Today, autonomous agents already handle discovery, due diligence, and execution. They are also turning complex products such as options into natural-language intents. As workflows span multiple agents, apps, and organisations, coordination breaks without a shared, verifiable source of truth—and blockchains provide that baseline.
Teng sets out three reasons agent economies run better on-chain: state, escrow, and reputation. On-chain memos and payments keep context intact between agents. Programmable money enables conditional release and independent checks before funds move. Persistent histories let agents choose reliable counterparts at scale.
Financing With Agent-Ready Infrastructure
Training, power, and datacentre build-outs demand trillions, and traditional finance moves too slowly for hardware with a 1 to 3-year shelf lives. That is why Choi’s USD.AI issues on-chain debt primitives that price AI compute risk in minutes, raising funds within hours of launch. The rule is simple: finance paying for usage now rather than hypothetical demand.
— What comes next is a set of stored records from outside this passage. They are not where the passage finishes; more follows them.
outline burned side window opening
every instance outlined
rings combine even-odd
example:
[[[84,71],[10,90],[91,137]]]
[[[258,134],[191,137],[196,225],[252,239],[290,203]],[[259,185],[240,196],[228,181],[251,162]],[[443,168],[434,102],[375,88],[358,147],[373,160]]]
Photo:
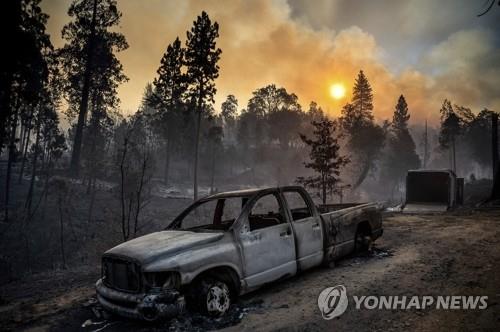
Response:
[[[250,231],[276,226],[284,222],[286,222],[284,211],[275,194],[259,198],[248,215]]]
[[[180,220],[178,229],[227,231],[241,213],[247,199],[227,197],[213,199],[190,207],[190,211]]]
[[[298,191],[285,191],[283,196],[292,213],[293,221],[301,221],[312,217],[311,208]]]

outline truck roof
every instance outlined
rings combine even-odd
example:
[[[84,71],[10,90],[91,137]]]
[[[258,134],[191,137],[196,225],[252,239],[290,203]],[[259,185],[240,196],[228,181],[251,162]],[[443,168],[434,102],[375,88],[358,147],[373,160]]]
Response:
[[[284,187],[262,187],[262,188],[250,188],[250,189],[241,189],[241,190],[233,190],[233,191],[224,191],[221,193],[213,194],[203,198],[206,199],[214,199],[214,198],[224,198],[224,197],[238,197],[238,196],[254,196],[263,192],[273,192],[277,190],[291,190],[291,189],[303,189],[300,186],[284,186]]]

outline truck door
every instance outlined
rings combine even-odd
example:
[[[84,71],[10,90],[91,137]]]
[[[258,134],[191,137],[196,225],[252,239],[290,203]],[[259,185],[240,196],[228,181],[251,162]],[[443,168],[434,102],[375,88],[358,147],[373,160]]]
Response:
[[[323,260],[323,231],[319,215],[301,189],[283,189],[283,197],[293,223],[297,262],[300,270],[316,266]]]
[[[277,193],[257,198],[240,231],[243,268],[249,288],[297,272],[295,240]]]

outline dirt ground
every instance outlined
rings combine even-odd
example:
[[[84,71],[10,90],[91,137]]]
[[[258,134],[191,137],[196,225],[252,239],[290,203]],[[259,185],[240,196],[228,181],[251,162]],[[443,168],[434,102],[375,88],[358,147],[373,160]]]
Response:
[[[500,211],[463,210],[446,215],[387,215],[384,235],[369,254],[345,258],[241,298],[228,317],[209,321],[185,315],[148,325],[96,317],[93,283],[98,267],[57,271],[4,285],[0,330],[500,330]],[[344,285],[349,307],[321,317],[317,297]],[[352,295],[488,296],[484,310],[355,309]]]

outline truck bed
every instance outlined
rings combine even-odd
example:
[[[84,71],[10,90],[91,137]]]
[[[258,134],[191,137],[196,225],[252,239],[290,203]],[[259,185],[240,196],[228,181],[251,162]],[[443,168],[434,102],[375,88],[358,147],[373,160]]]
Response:
[[[358,225],[363,223],[375,240],[381,235],[382,217],[378,203],[331,204],[318,207],[324,229],[325,259],[335,260],[354,249]]]

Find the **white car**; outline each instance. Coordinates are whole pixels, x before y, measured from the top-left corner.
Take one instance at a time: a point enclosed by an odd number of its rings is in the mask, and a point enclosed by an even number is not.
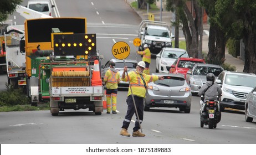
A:
[[[224,70],[218,76],[222,94],[220,110],[225,107],[244,110],[248,93],[256,86],[256,75],[253,73],[239,73]]]
[[[26,6],[28,8],[50,16],[52,16],[52,8],[54,7],[54,5],[51,4],[49,0],[29,1],[28,5]]]
[[[156,55],[156,72],[169,73],[171,66],[177,58],[180,57],[188,58],[188,54],[185,49],[173,48],[162,48]]]

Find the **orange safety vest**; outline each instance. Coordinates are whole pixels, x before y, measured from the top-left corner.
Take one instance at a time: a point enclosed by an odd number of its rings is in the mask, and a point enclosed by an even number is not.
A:
[[[137,71],[131,71],[128,74],[130,79],[130,84],[131,86],[129,87],[128,90],[127,96],[131,94],[131,87],[132,89],[132,94],[139,97],[145,97],[146,89],[144,86],[144,83],[141,79],[140,74]],[[150,82],[156,81],[158,79],[157,75],[147,75],[143,73],[141,74],[146,82],[146,86],[147,84]],[[121,79],[124,81],[128,81],[128,78],[125,75],[125,78]]]
[[[109,69],[106,71],[104,81],[106,84],[106,87],[108,89],[117,89],[117,84],[120,81],[119,72],[114,72]]]

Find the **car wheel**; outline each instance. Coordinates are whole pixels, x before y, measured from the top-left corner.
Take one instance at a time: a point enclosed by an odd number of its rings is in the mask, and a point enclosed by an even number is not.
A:
[[[149,111],[150,109],[150,107],[146,106],[146,104],[144,105],[144,111]]]
[[[185,110],[184,110],[184,112],[185,112],[186,113],[190,113],[190,108],[185,108]]]
[[[247,122],[252,122],[253,121],[253,118],[252,118],[250,117],[249,117],[249,110],[248,110],[248,107],[246,106],[245,107],[245,121]]]

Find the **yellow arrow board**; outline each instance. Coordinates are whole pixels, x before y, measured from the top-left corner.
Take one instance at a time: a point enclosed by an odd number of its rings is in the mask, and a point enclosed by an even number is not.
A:
[[[141,44],[141,40],[139,38],[136,38],[135,39],[134,39],[134,45],[135,46],[138,47]]]
[[[129,45],[125,42],[119,42],[112,47],[112,54],[114,57],[117,59],[126,59],[130,55],[130,49]]]

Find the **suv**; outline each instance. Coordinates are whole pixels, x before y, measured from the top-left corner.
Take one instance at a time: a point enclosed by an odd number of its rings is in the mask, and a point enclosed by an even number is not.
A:
[[[222,85],[220,110],[225,107],[244,110],[244,104],[249,92],[256,86],[256,75],[253,73],[223,71],[216,80]]]
[[[26,7],[46,15],[52,16],[52,8],[55,7],[55,6],[51,5],[49,0],[34,0],[29,1]]]
[[[142,20],[140,23],[138,35],[141,42],[139,50],[141,50],[145,44],[147,44],[151,54],[154,55],[162,48],[171,48],[171,39],[174,38],[166,22],[148,20]]]

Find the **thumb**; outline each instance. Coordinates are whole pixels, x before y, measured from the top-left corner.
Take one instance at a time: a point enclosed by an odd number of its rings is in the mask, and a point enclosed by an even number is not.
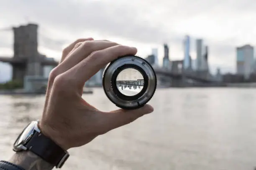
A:
[[[105,113],[104,119],[106,122],[103,124],[106,127],[104,128],[108,131],[129,124],[144,115],[150,113],[154,110],[149,105],[146,105],[143,107],[133,110],[119,109]]]

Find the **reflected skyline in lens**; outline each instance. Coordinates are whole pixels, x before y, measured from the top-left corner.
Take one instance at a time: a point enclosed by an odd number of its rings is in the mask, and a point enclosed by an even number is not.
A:
[[[132,96],[141,91],[144,86],[144,79],[137,70],[127,68],[121,71],[118,75],[116,85],[121,93]]]

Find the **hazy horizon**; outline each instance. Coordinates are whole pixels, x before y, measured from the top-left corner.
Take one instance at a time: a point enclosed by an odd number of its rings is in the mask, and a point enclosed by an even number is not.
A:
[[[39,25],[39,52],[57,60],[68,44],[87,37],[135,46],[143,58],[158,48],[160,63],[163,44],[167,43],[170,59],[179,60],[184,55],[183,40],[188,35],[193,59],[195,39],[202,38],[209,47],[211,72],[220,67],[222,72],[235,72],[236,47],[256,44],[256,24],[251,21],[256,20],[256,2],[252,0],[133,2],[4,1],[0,6],[0,56],[13,55],[11,27],[29,22]],[[1,65],[5,74],[5,67]]]

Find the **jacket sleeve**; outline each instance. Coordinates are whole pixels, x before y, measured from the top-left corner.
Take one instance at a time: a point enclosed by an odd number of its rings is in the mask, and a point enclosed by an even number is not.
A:
[[[25,170],[15,164],[4,160],[0,161],[0,170]]]

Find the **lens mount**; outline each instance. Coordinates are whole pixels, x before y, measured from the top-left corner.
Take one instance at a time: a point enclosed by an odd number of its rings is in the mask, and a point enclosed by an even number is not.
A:
[[[133,96],[124,95],[117,85],[118,75],[128,68],[138,71],[143,79],[142,90]],[[135,55],[120,57],[112,61],[106,67],[103,75],[102,85],[106,95],[117,106],[124,109],[142,107],[150,100],[156,88],[156,76],[153,68],[146,60]]]

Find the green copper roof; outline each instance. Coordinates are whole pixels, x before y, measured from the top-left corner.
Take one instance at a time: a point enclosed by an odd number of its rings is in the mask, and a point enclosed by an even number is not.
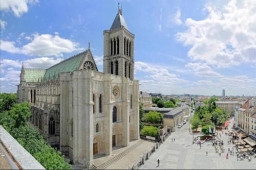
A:
[[[27,82],[41,82],[41,78],[44,77],[46,70],[44,69],[24,68],[25,81]]]
[[[49,77],[50,79],[53,79],[54,74],[57,77],[59,72],[72,72],[78,69],[87,52],[87,50],[75,55],[47,69],[45,75],[46,80],[48,80]]]

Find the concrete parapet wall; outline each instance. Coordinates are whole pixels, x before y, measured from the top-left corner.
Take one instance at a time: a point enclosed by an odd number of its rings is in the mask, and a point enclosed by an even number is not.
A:
[[[2,126],[0,141],[23,169],[45,169]]]

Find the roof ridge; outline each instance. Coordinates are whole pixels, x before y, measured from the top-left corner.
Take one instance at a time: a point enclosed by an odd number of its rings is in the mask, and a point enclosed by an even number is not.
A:
[[[52,65],[52,66],[51,66],[51,67],[49,67],[49,68],[47,68],[47,69],[46,69],[46,70],[49,69],[50,69],[50,68],[52,68],[52,67],[54,67],[54,66],[56,66],[56,65],[58,65],[58,64],[60,64],[60,63],[63,63],[63,62],[65,62],[65,61],[68,61],[68,60],[70,60],[70,59],[72,59],[72,58],[75,58],[75,57],[77,57],[78,56],[79,56],[79,55],[81,55],[81,54],[82,54],[86,53],[87,53],[87,52],[88,52],[88,50],[87,50],[84,51],[83,51],[83,52],[81,52],[81,53],[79,53],[76,54],[74,55],[74,56],[71,56],[71,57],[69,57],[69,58],[66,58],[66,59],[65,59],[65,60],[62,60],[62,61],[60,61],[60,62],[58,62],[58,63],[57,63],[57,64],[54,64],[54,65]]]

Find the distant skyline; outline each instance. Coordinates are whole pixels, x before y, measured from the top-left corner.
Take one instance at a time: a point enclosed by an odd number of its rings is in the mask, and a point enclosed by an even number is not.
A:
[[[16,91],[23,62],[47,68],[89,41],[102,71],[118,2],[135,35],[140,90],[256,95],[256,1],[233,0],[1,0],[1,92]]]

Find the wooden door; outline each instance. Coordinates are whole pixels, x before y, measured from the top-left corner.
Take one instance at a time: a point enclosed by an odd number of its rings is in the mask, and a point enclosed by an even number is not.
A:
[[[112,147],[115,147],[116,146],[116,135],[112,136]]]
[[[93,155],[97,155],[98,154],[98,143],[93,143]]]

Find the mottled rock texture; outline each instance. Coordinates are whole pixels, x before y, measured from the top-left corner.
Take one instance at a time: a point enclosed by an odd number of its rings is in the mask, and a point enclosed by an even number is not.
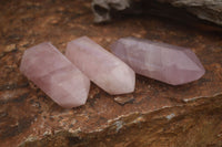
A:
[[[152,13],[174,19],[188,17],[184,14],[188,11],[202,20],[222,25],[221,0],[93,0],[92,10],[95,22],[109,21],[112,11]]]
[[[134,71],[90,38],[81,36],[69,42],[65,56],[107,93],[134,92]]]
[[[1,147],[222,145],[221,28],[151,15],[95,25],[90,0],[8,0],[0,9]],[[134,93],[121,97],[92,84],[85,105],[67,111],[19,72],[20,60],[26,49],[44,41],[64,53],[67,42],[82,35],[108,50],[130,35],[191,48],[206,73],[176,87],[138,75]]]

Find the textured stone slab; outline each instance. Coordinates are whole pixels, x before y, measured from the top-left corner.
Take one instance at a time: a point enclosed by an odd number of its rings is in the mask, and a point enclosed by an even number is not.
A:
[[[77,107],[87,101],[89,78],[49,42],[28,49],[20,71],[62,107]]]
[[[172,85],[195,81],[205,73],[195,54],[185,48],[123,38],[111,50],[137,73]]]
[[[134,91],[134,72],[89,38],[82,36],[69,42],[65,55],[109,94],[125,94]]]

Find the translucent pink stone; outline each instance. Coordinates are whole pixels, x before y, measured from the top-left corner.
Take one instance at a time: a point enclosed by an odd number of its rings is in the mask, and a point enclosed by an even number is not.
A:
[[[109,94],[125,94],[134,91],[134,72],[89,38],[82,36],[69,42],[65,55]]]
[[[49,42],[28,49],[20,71],[62,107],[77,107],[87,101],[89,78]]]
[[[137,38],[123,38],[111,51],[138,74],[172,85],[200,78],[205,70],[195,54],[185,48]]]

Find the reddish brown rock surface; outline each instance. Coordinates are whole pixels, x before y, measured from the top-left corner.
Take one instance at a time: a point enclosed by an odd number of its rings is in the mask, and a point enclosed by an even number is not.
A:
[[[149,15],[95,25],[90,2],[0,2],[0,146],[221,146],[222,29]],[[104,48],[129,35],[191,48],[206,73],[182,86],[137,76],[135,92],[118,98],[92,85],[87,104],[67,111],[19,64],[30,46],[51,41],[64,52],[82,35]]]

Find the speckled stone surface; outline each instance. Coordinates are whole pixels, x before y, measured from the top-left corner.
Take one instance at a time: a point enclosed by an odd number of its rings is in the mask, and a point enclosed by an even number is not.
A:
[[[149,15],[95,25],[90,2],[0,2],[0,146],[221,146],[222,29]],[[181,86],[137,75],[134,93],[119,97],[92,84],[87,104],[67,111],[19,64],[34,44],[51,41],[64,53],[65,43],[82,35],[108,50],[129,35],[191,48],[206,73]]]

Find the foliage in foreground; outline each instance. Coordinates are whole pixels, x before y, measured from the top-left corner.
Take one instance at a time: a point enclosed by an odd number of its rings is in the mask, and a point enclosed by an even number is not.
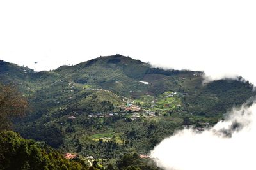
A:
[[[66,159],[51,148],[8,131],[0,132],[0,169],[87,169],[79,159]]]

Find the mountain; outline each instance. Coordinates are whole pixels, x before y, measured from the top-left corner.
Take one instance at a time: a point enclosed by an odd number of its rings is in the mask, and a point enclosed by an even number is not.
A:
[[[241,78],[204,84],[203,74],[118,54],[41,72],[0,61],[0,82],[16,85],[30,103],[31,111],[15,120],[17,132],[63,152],[113,161],[147,153],[184,126],[214,125],[255,95]]]

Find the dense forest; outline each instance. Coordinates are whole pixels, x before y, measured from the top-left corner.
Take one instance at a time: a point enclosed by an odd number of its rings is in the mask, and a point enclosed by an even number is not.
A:
[[[204,83],[204,73],[121,55],[41,72],[0,61],[0,82],[3,169],[156,169],[148,155],[163,139],[255,95],[241,77]]]

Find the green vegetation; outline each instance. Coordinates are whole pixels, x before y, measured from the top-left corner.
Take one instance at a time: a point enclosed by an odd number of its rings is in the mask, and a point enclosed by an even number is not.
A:
[[[212,126],[255,95],[241,78],[203,85],[201,72],[152,68],[120,55],[51,71],[3,61],[0,68],[0,81],[15,84],[30,105],[15,131],[109,169],[151,169],[132,153],[148,154],[184,127]]]

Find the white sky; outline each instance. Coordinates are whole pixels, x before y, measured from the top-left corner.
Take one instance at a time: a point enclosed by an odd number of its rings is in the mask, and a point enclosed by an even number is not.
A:
[[[256,84],[255,9],[246,0],[1,1],[0,59],[40,71],[120,53]]]

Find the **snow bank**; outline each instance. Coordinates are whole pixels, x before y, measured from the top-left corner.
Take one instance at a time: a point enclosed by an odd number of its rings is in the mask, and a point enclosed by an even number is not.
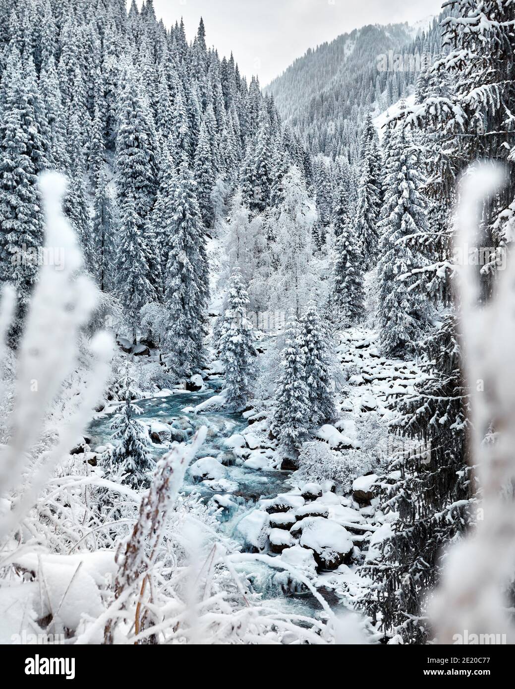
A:
[[[316,438],[324,440],[328,443],[330,447],[333,448],[341,447],[342,446],[354,447],[355,444],[353,440],[340,433],[338,429],[330,424],[325,424],[319,429],[316,431]]]
[[[356,478],[352,482],[352,490],[370,493],[378,477],[376,474],[370,474],[368,476],[360,476],[359,478]]]
[[[225,467],[214,457],[203,457],[190,467],[190,475],[197,480],[201,479],[217,480],[227,475]]]
[[[268,540],[270,522],[270,518],[266,512],[254,510],[240,520],[236,531],[248,547],[263,551]]]

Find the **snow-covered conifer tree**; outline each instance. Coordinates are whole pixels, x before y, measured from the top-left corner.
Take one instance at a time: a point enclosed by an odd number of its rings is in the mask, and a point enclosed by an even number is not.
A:
[[[225,371],[225,404],[228,409],[237,411],[249,400],[257,356],[252,324],[247,318],[250,300],[237,271],[232,273],[229,281],[226,304],[219,347]]]
[[[421,269],[428,261],[418,243],[427,233],[421,176],[402,125],[391,134],[378,265],[380,340],[385,356],[413,350],[427,327],[431,305]]]
[[[146,249],[141,218],[133,197],[121,209],[120,241],[117,260],[117,293],[123,309],[129,334],[137,342],[141,307],[154,301],[154,292],[147,275]]]
[[[132,402],[128,388],[125,402],[111,424],[111,430],[114,431],[112,440],[119,441],[110,453],[111,462],[125,473],[123,482],[137,491],[148,488],[154,467],[148,450],[150,444],[148,433],[136,418],[141,411]]]
[[[305,360],[302,328],[294,318],[288,324],[281,353],[281,371],[275,391],[275,408],[270,428],[279,438],[280,451],[294,459],[307,438],[311,413]]]
[[[196,200],[202,220],[206,227],[210,227],[214,215],[211,200],[211,192],[214,186],[214,173],[211,146],[205,121],[201,125],[199,143],[195,152],[194,176],[196,182]]]
[[[187,163],[179,170],[175,214],[164,276],[168,331],[163,348],[179,377],[191,376],[205,360],[204,318],[209,296],[205,228]]]
[[[379,142],[370,113],[361,136],[355,234],[364,265],[372,268],[378,253],[378,223],[381,208],[382,167]]]
[[[334,404],[334,371],[336,354],[332,336],[314,305],[309,305],[301,321],[305,352],[305,380],[307,389],[310,421],[312,426],[332,421]]]

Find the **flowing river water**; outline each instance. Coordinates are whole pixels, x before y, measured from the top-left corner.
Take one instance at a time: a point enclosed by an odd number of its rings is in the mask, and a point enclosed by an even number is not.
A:
[[[209,435],[198,457],[216,457],[226,453],[223,441],[234,433],[241,432],[247,426],[247,422],[241,414],[224,413],[220,411],[206,411],[199,413],[183,411],[185,408],[195,407],[214,394],[219,381],[212,381],[210,389],[202,392],[176,392],[166,397],[153,397],[139,400],[136,404],[142,409],[139,420],[151,425],[156,422],[168,423],[179,420],[183,426],[196,429],[207,426]],[[110,426],[114,412],[110,411],[96,418],[90,425],[89,433],[92,446],[103,445],[111,441],[112,431]],[[188,432],[188,431],[187,431]],[[191,433],[191,431],[190,431]],[[151,451],[158,458],[166,451],[165,446],[153,444]],[[225,509],[219,518],[221,531],[242,544],[245,544],[236,529],[238,522],[250,511],[255,509],[256,503],[261,498],[273,498],[281,493],[291,489],[286,481],[290,472],[280,471],[256,471],[236,464],[227,466],[227,480],[232,486],[230,492],[213,490],[210,482],[195,482],[187,473],[183,486],[184,493],[199,493],[206,502],[214,495],[230,501],[231,507]],[[279,584],[274,582],[274,570],[264,563],[247,562],[236,568],[242,575],[249,577],[252,587],[261,593],[268,605],[277,607],[281,612],[291,613],[312,617],[321,610],[320,604],[310,593],[285,595]],[[330,598],[332,604],[337,604],[333,596]]]

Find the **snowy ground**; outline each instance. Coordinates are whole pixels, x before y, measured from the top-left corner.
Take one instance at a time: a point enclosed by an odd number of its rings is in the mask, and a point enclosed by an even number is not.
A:
[[[185,489],[199,491],[219,508],[224,535],[240,544],[241,552],[232,557],[249,584],[274,600],[278,591],[293,598],[301,595],[300,608],[308,608],[304,614],[324,615],[313,606],[312,594],[303,603],[311,587],[333,606],[339,599],[359,597],[367,580],[357,570],[374,556],[395,519],[378,510],[374,497],[389,451],[387,422],[392,412],[387,400],[409,391],[421,374],[414,362],[381,357],[375,340],[365,328],[339,336],[336,352],[345,380],[339,415],[315,432],[315,440],[330,449],[342,470],[334,480],[281,471],[281,457],[268,433],[270,402],[256,403],[243,418],[225,414],[220,409],[223,398],[211,393],[221,374],[216,362],[206,371],[203,389],[163,391],[142,403],[141,421],[156,455],[195,427],[208,426],[205,451],[190,466]],[[108,434],[108,422],[102,422],[108,411],[99,415],[97,432]]]

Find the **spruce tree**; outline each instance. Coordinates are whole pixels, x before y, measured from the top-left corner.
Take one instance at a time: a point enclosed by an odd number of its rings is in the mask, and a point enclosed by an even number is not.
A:
[[[163,347],[179,378],[191,376],[205,361],[204,318],[209,297],[205,235],[187,163],[179,170],[175,214],[165,274],[168,329]]]
[[[194,176],[196,182],[196,199],[202,220],[206,227],[210,227],[214,217],[211,200],[211,192],[214,186],[214,174],[205,122],[203,122],[201,125],[199,144],[195,153]]]
[[[390,400],[390,430],[399,436],[392,444],[398,449],[378,497],[385,513],[398,517],[361,571],[373,584],[360,605],[387,637],[398,635],[404,644],[430,640],[427,593],[438,583],[445,546],[467,525],[474,489],[467,462],[468,394],[452,312],[425,340],[422,353],[425,376]]]
[[[381,208],[381,156],[378,138],[371,115],[367,116],[361,136],[355,234],[367,269],[376,265],[378,223]]]
[[[119,441],[112,451],[111,461],[114,466],[123,467],[127,474],[123,482],[135,491],[149,487],[150,474],[154,467],[148,451],[150,444],[148,434],[136,418],[141,413],[142,409],[132,401],[128,388],[125,403],[111,424],[111,430],[114,431],[112,439]]]
[[[225,405],[234,411],[244,408],[248,402],[256,375],[257,352],[252,325],[247,318],[250,303],[241,274],[234,271],[229,281],[219,340],[220,358],[225,372]]]
[[[116,218],[113,200],[109,193],[105,173],[101,170],[95,189],[93,205],[93,238],[94,241],[95,275],[100,289],[110,291],[115,280]]]
[[[135,344],[140,310],[145,304],[154,300],[154,291],[147,278],[148,263],[142,236],[141,219],[132,196],[125,198],[121,211],[117,292],[125,316],[125,324]]]
[[[0,269],[16,290],[17,310],[10,334],[16,344],[38,270],[43,218],[37,174],[46,163],[33,84],[25,81],[17,50],[3,75],[6,102],[0,121]]]
[[[303,316],[301,328],[310,421],[312,426],[320,426],[336,416],[332,380],[336,362],[334,346],[327,325],[312,303]]]
[[[310,409],[305,358],[301,325],[292,319],[285,333],[285,346],[281,353],[281,373],[274,394],[270,431],[279,439],[279,451],[294,460],[308,437]]]
[[[336,311],[336,321],[348,327],[365,316],[362,258],[350,223],[343,226],[336,238],[332,270],[331,307]]]
[[[378,321],[386,356],[412,352],[427,328],[432,309],[424,290],[428,264],[418,243],[427,233],[426,209],[406,131],[398,126],[387,152],[381,232]]]

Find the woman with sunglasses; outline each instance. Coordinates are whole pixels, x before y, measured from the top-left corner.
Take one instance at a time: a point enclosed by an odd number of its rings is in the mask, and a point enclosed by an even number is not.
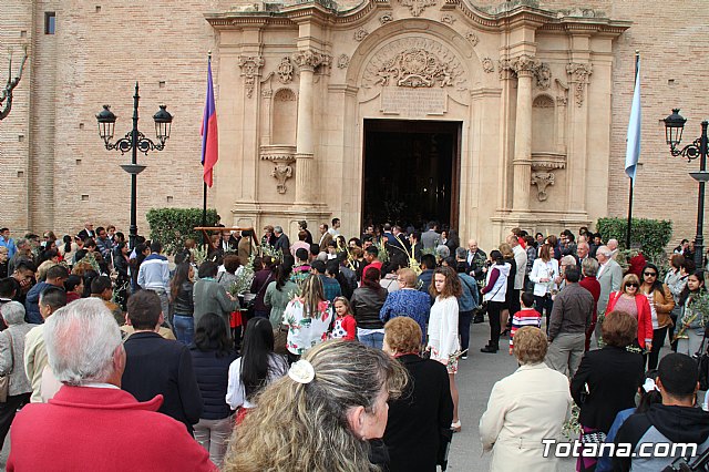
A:
[[[640,280],[635,274],[623,278],[620,290],[610,294],[606,312],[625,311],[638,320],[637,346],[644,352],[653,350],[653,312],[647,297],[640,293]]]
[[[655,264],[646,264],[643,268],[643,285],[640,285],[640,293],[647,297],[653,315],[653,350],[648,356],[648,369],[650,370],[657,369],[667,330],[672,326],[670,312],[675,308],[672,293],[667,285],[658,280],[658,274]]]

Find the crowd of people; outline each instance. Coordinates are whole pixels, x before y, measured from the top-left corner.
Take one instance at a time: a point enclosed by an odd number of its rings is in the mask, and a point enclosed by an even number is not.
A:
[[[16,240],[0,229],[8,470],[74,469],[115,428],[151,470],[434,471],[463,428],[455,376],[485,317],[480,351],[507,338],[521,366],[480,420],[492,470],[556,466],[542,440],[562,437],[573,403],[584,443],[639,447],[655,428],[709,447],[709,413],[688,411],[708,327],[689,247],[660,270],[641,253],[617,260],[618,243],[585,227],[513,228],[489,254],[435,222],[368,225],[349,239],[338,218],[318,230],[300,222],[294,244],[280,226],[260,238],[215,232],[197,263],[194,240],[168,257],[157,240],[129,247],[112,225],[88,222],[59,244],[52,232]],[[660,360],[668,337],[677,355]],[[646,379],[660,394],[631,414]],[[37,437],[64,421],[76,438],[96,430],[84,454],[58,461],[65,434],[35,453]],[[148,458],[153,431],[181,450]],[[96,470],[112,470],[111,453]],[[586,451],[577,469],[640,463]]]

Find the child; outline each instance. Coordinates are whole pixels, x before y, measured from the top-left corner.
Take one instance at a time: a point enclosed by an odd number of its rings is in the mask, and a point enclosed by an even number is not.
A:
[[[512,329],[510,330],[510,356],[514,348],[514,334],[523,326],[542,327],[542,315],[533,308],[534,295],[525,291],[522,294],[522,309],[512,317]]]
[[[354,321],[352,307],[347,298],[335,298],[335,314],[336,318],[332,324],[330,339],[345,339],[348,341],[354,340],[357,335],[357,321]]]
Provable by Default, Private by Design
Agent ecosystems will not scale if disputes arise with every transaction. Provenance should be cryptographic and resolution automatic, with hashed signatures and records of every action stored on-chain.
A slashing mechanism can deter fraud, and curation incentives that pay contributors for high-quality labelling and verification help these ecosystems remain trustworthy without a central gatekeeper.
With regard to privacy, such protocols can use zero-knowledge proofs to demonstrate rights or actions without exposing details, run sensitive workloads in confidential compute (TEEs), or apply fully homomorphic encryption where needed.
The bar is clear: satisfy compliance, protect users and enterprises, and give developers ergonomic tools without sacrificing performance or reliability.
Conclusion
In the near term, the most useful opportunities sit in focused, easy-to-measure tasks that can be handed to small AI assistants inside products people already use. Agents can prepare purchase records for finance teams, pull together background research before a meeting, and carry out simple trading routines with clear rules.
It helps to define the road to full launch up front by setting targets for speed and uptime and capping costs with alerts, which in turn helps the system move from trial to trusted automation.